Chronik

Salzburg: Ambulanzen werden ab Mai schrittweise geöffnet und Operationen abgearbeitet

Aufgrund der sinkenden Anzahl von neu auftretenden Covid-19-Erkrankungen im Bundesland Salzburg soll der Regelbetrieb in den Krankenhäusern schrittweise wieder aufgenommen werden. Der stellvertretende Landeshauptmann Christian Stöckl (ÖVP), Landeskliniken-Geschäftsführer Paul Sungler und Primar Richard Greil (SALK) nahmen dazu am Montagvormittag Stellung.

Primar Richard Greil (SALK).  SN/robert ratzer
Primar Richard Greil (SALK).

Landeshauptmann-Stellvertreter Christian Stöckl (ÖVP) sagte bei der Pressekonferenz am Montagvormittag: "Es wird sehr viel von der neuen Normalität gesprochen, deswegen habe ich auch die Maske abgelegt, weil wir den Abstand einhalten." Er wolle aber lieber von einem "allmählichen Übergang" zur Normalität sprechen. Für die Salzburger Spitäler bedeute das, dass die Ambulanzen und Abteilungen der Spitäler schrittweise hochgefahren würden. "Ganz wichtig ist dabei, dass die Covid-Versorgung aufrechterhalten werden muss." Denn für eine weitere Welle müsse vorgesorgt werden.

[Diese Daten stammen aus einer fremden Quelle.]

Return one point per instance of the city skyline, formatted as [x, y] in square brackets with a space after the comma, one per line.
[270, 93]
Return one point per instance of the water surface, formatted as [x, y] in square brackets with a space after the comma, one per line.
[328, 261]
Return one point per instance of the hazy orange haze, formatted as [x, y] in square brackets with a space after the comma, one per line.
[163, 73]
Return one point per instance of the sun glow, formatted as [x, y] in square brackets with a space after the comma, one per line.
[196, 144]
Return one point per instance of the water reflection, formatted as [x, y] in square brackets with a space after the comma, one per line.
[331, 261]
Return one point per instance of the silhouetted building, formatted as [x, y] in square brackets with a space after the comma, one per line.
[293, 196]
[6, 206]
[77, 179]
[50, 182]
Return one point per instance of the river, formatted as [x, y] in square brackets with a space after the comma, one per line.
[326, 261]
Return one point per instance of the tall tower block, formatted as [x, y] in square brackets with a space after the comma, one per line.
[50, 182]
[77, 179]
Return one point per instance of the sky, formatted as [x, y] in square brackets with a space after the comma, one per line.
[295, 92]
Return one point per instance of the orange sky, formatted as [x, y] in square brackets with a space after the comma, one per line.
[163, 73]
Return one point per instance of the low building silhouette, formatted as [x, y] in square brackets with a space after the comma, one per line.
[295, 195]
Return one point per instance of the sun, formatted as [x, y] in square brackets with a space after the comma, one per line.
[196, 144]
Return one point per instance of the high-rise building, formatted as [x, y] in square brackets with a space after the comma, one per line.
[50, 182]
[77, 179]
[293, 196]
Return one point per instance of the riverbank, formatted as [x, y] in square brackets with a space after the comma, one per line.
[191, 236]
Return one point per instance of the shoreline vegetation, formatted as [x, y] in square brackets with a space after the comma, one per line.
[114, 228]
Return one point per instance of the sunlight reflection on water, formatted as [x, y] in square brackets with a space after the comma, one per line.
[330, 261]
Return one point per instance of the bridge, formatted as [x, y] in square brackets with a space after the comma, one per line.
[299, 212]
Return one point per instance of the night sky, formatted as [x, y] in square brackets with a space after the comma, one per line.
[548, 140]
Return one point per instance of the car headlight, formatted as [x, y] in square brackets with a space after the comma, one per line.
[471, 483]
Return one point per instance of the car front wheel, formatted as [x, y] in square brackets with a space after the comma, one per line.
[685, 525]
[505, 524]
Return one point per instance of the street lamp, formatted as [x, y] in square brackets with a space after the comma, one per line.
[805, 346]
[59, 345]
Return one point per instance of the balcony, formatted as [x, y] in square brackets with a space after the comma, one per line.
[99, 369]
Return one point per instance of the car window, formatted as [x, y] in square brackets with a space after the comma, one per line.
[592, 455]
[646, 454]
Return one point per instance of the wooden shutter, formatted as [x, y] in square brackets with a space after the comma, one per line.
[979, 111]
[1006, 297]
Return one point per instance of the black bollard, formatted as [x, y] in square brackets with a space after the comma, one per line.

Primar Richard Greil (SALK), Leiter des Covid-19-Krisenstabs, rechnet mit einem zweiten Gipfel der Corona-Erkrankungen, möglicherweise zwischen Mitte Juni und Ende September. Die Strategie der Bundesregierung, alle 14 Tage eine Anpassung der Regeln zu machen, findet er sinnvoll. "Wir werden ein Freiheitsleben auf Abruf haben, das sehr stark von der Disziplin der einzelnen abhängig ist." Das Schlagwort "neue Normalität" heiße aber nicht, dass es wieder so werden würde wie vorher. Die Menschen müssten sich den Begebenheiten anpassen. Greil warnte auch vor einem Generationenkonflikt. "Jeder ist die Chance für den anderen, jeder ist der Wolf für den anderen."

Paul Sungler, Geschäftsführer der Salzburger Landeskliniken (SALK), spricht von der Phase 2 im Corona-Krisenmanagement, die jetzt bevorstehe. "Es wäre naiv zu glauben, dass keine zweite Welle kommt." Die Ambulanzen werden seiner Information nach schrittweise ab Mai wieder in Betrieb genommen, allerdings mit Zugangskontrollen. Auch die Besuchsregelung bleibe restriktiv. Und auch mit den "elektiven Eingriffen", also Operationen und anderen Behandlungen, werde entsprechend des Leidensdrucks und der medizinischen Indikation wieder angefangen. 1000 Fälle müssen seinen Angaben nach allein in den SALK abgearbeitet werden. Sungler betont, das Landeskrankenhaus sei komplett umgekrempelt worden, das müsse überlegt wieder rückgebaut werden.

Das Behelfsspital im Messezentrum für nicht schwer erkrankte, aber hospitalisierungspflichte Patienten musste bisher nicht in Betrieb genommen werden. "Je nach Situation werden wir aber einen Überlauf auch im Herbst brauchen", betonte Primar Greil. Ob das nun das Messezentrum oder ein andere Ort sein werde, sei eine Frage der Entwicklung. Zuletzt befanden sich in Salzburg noch 74 Personen wegen Covid-19 in stationärer Behandlung.

Ab nächster Woche sollen Tests beim Hausarzt möglich sein, kündigte LH-Stv. Stöckl an. Ob die gegen Gebühr oder auf Krankenschein erhältlich sein werden, blieb vorerst offen. Es geht offenbar darum, wie eine bundesweite Regelung aussehen wird.